Some conventional optical inspection tools locate defects on patterned wafers by scanning the surface of the wafer with a tightly focused laser spot and measuring the amount of light scattered by the illuminated spot on the wafer. Dissimilarities in the scattering intensity between similar locations in adjacent dies are recorded as potential defect sites.
The dynamic range of this optical scattering is typically substantial. Changes in scattering intensity of more than a million to one within a single die are not uncommon. This high dynamic range is intrinsic to the optical configuration of the instrument and the scattering properties of the wafers and defects of interest.

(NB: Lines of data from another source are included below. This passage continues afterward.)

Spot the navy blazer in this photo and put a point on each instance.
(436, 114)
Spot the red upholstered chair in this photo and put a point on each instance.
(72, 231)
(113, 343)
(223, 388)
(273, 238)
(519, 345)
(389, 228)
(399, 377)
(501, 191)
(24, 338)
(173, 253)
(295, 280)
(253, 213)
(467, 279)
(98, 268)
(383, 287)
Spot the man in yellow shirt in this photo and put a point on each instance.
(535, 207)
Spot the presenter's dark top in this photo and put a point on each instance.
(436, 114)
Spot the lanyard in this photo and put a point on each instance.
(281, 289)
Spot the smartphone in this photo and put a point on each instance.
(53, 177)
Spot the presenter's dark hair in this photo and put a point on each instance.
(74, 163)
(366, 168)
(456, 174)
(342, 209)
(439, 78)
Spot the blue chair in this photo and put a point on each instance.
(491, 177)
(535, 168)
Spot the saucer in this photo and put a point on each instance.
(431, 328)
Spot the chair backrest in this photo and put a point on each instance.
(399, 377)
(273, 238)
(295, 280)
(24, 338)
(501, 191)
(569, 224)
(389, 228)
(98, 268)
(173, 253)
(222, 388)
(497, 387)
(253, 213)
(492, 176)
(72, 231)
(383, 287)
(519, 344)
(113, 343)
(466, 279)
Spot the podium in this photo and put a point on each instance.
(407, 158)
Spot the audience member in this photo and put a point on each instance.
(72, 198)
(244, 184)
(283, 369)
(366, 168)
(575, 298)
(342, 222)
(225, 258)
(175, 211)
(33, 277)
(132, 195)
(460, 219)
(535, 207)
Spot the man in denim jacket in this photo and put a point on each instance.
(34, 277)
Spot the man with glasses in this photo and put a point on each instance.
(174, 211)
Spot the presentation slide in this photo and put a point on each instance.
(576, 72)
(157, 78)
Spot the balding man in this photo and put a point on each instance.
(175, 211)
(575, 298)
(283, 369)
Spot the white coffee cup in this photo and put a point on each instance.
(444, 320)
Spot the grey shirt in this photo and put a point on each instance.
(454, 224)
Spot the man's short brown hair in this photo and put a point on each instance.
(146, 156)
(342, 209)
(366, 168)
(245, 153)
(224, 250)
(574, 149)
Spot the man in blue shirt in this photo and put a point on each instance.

Optical sensing is the process of converting optical signals (photons) into electrical signals (electrons). When the optical signals are dim, and frequencies are high, photomultiplier tubes are typically used. A photomultiplier tube generally includes a photocathode, one or more dynodes, and an anode. Individual photons striking the cathode have a particular probability (e.g., 25%) of dislodging an electron. These photoelectrons are then accelerated towards the first dynode by an electric field. When the electrons strike the dynode they dislodge additional electrons, thus amplifying the signal. These secondary electrons then cascade towards the next dynode where they are again amplified. At the end of the dynode chain, the electrons are collected by the anode which carries them outside of the photomultiplier tube. At this point, the signal is large enough to be easily measured using conventional electronics, such as a transimpedance amplifier, followed by an analog-to-digital converter.
The gain at each dynode is a function of the energy of the incoming electron, which is proportional to the electric potential between that dynode and the previous stage. The total gain of the tube is the product of the gains from all the dynodes. There are continued efforts to improve photomultiplier tube gain control.